The Ashkenazic Chief Rabbi, Isser Yehuda Untermann, claimed that the Court’s ruling confirmed the existence of “a destructive tendency” on the bench on the question of who is a Jew and was “in basic and fundamental contradiction to Jewish religious law and our sacred Torah.” The Sephardic Chief Rabbi, Itzhak Nissim, said the judgment was an attempt to distinguish between Jewish religion and nationality which are “indivisible.” He claimed that the ruling could lead to a situation where a person was considered a gentile abroad but a Jew in Israel. Another Orthodox leader, Dr. Zerach Warhaftig, the Minister for Religious Affairs, demanded in the Cabinet today to know what the Government’s stand was in the controversy. The Minister of Justice, Yacov Shimshon Shapiro outlined the court’s decision and its constitutional implications. Two Orthodox political factions, the Agudat Israel and the Poalei Agudat Israel, have already submitted private members’ bills to the Knesset which would overturn the court’s decision. Opinion was divided in political circles over how the Knesset would act. A majority appeared to believe that some sort of legislation would be adopted eventually that would preclude any distinction between Jewish nationality and religion. Minister-Without-Portfolio Victor Shemtov, of the Mapam faction said he did not believe the Cabinet would make any attempt to alter the majority decision of the Court.
MAJORITY SAY JEWISH RELIGION NOT IDENTICAL WITH JEWISH NATIONALITY
The Court hearings were held by an unprecedented panel of nine justices, comprising all present members of the Supreme Court, which normally has ten members.

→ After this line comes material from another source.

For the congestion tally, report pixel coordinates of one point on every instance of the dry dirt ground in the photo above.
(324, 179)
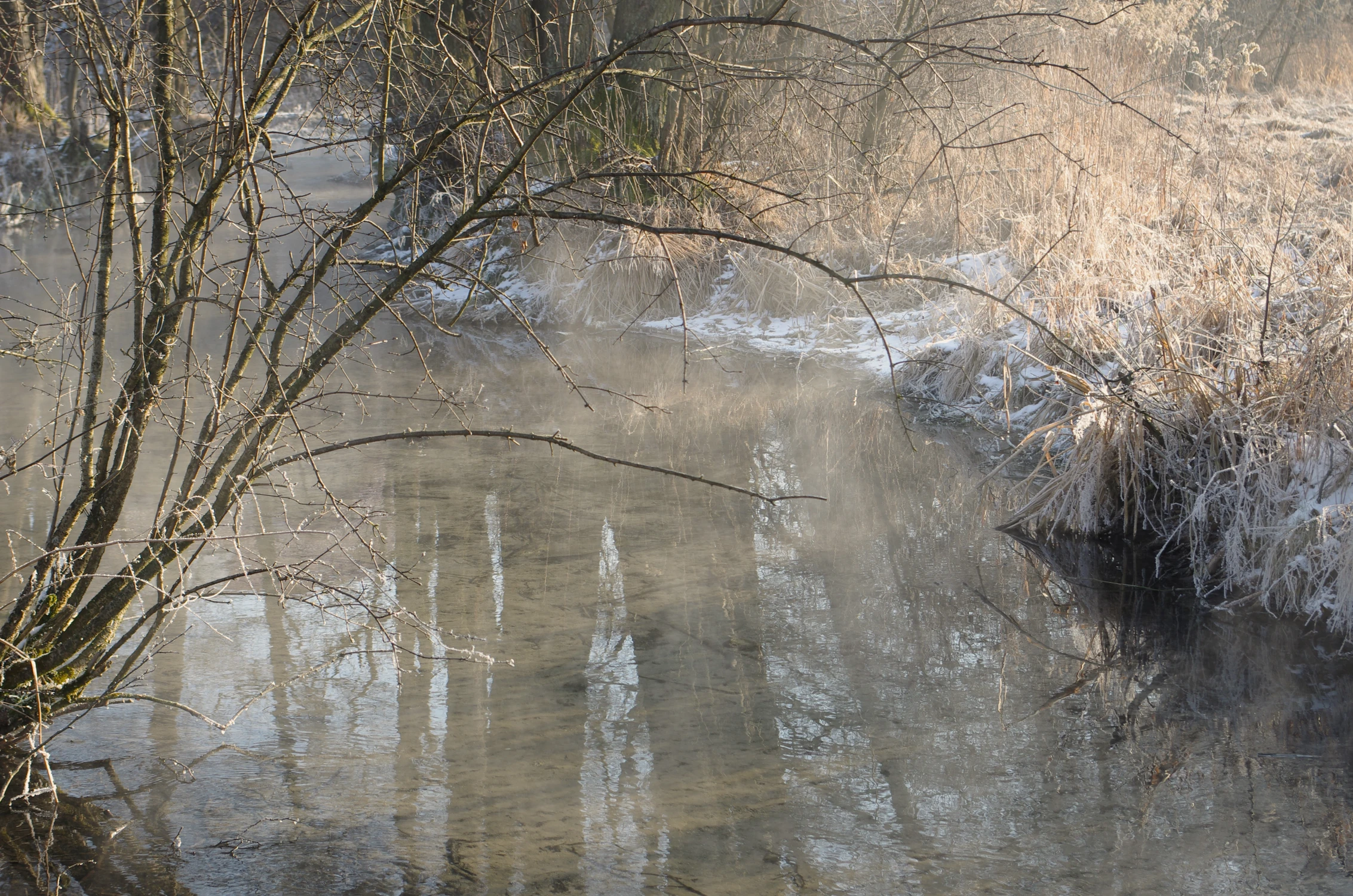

There is a current vacancy caused by the resignation of Benjamin Halevy who was elected to the Knesset. The majority held that the Jewish religion was not identical with Jewish nationality and that an individual could belong to the “Jewish nation” without being a Jew by religion. The minority held that the “Jewish nation” could not be separated from the Jewish religion. Lt. Cmdr. Shalit said he could not comment on the ruling because he was on active duty. Attorney General Meir Shamgar. who argued the Government’s case, commented only that “the matter has now been removed to the political level.”
American Orthodox Jewish leaders denounced the Supreme Court ruling. Rabbi Norman Lamm, professor of Jewish philosophy at Yeshiva University, charged that the Court sacrificed the unity of Jewish people on altar of a provincial liberalism or less charitably on a sociopolitical expedience.” Rabbi Zev Segal, president of the Rabbinical Council of America called the ruling a glaring violation of halachah which could bring a “tragic rupture into relations between Jews in and outside Israel.” Leaders of Conservatives and Reform Judaism in America, which have no counterpart in Israel, with-held-comment. The Chief Rabbi of Great Britain said in a BBC interview Friday that he was concerned that the court decision might “drive a wedge” between Jews and would create difficulties in matters of personal status which are under the jurisdiction of rabbinical courts. Alderman Michael Fidler, president of the Board of Deputies of British Jews, said he didn’t think that the Anglo-Jewish community would be affected by the court’s decision. He said British Jews would continue to adhere to religious law which holds that only the offspring of a Jewish mother is Jewish.
The Daily Telegraph quoted “diplomatic circles” in London as predicting that the Court’s ruling would encourage thousands of persons in Britain, America and Europe to emigrate to Israel. The paper said its sources thought that the decision was important to “Jews who have married people of other faiths.”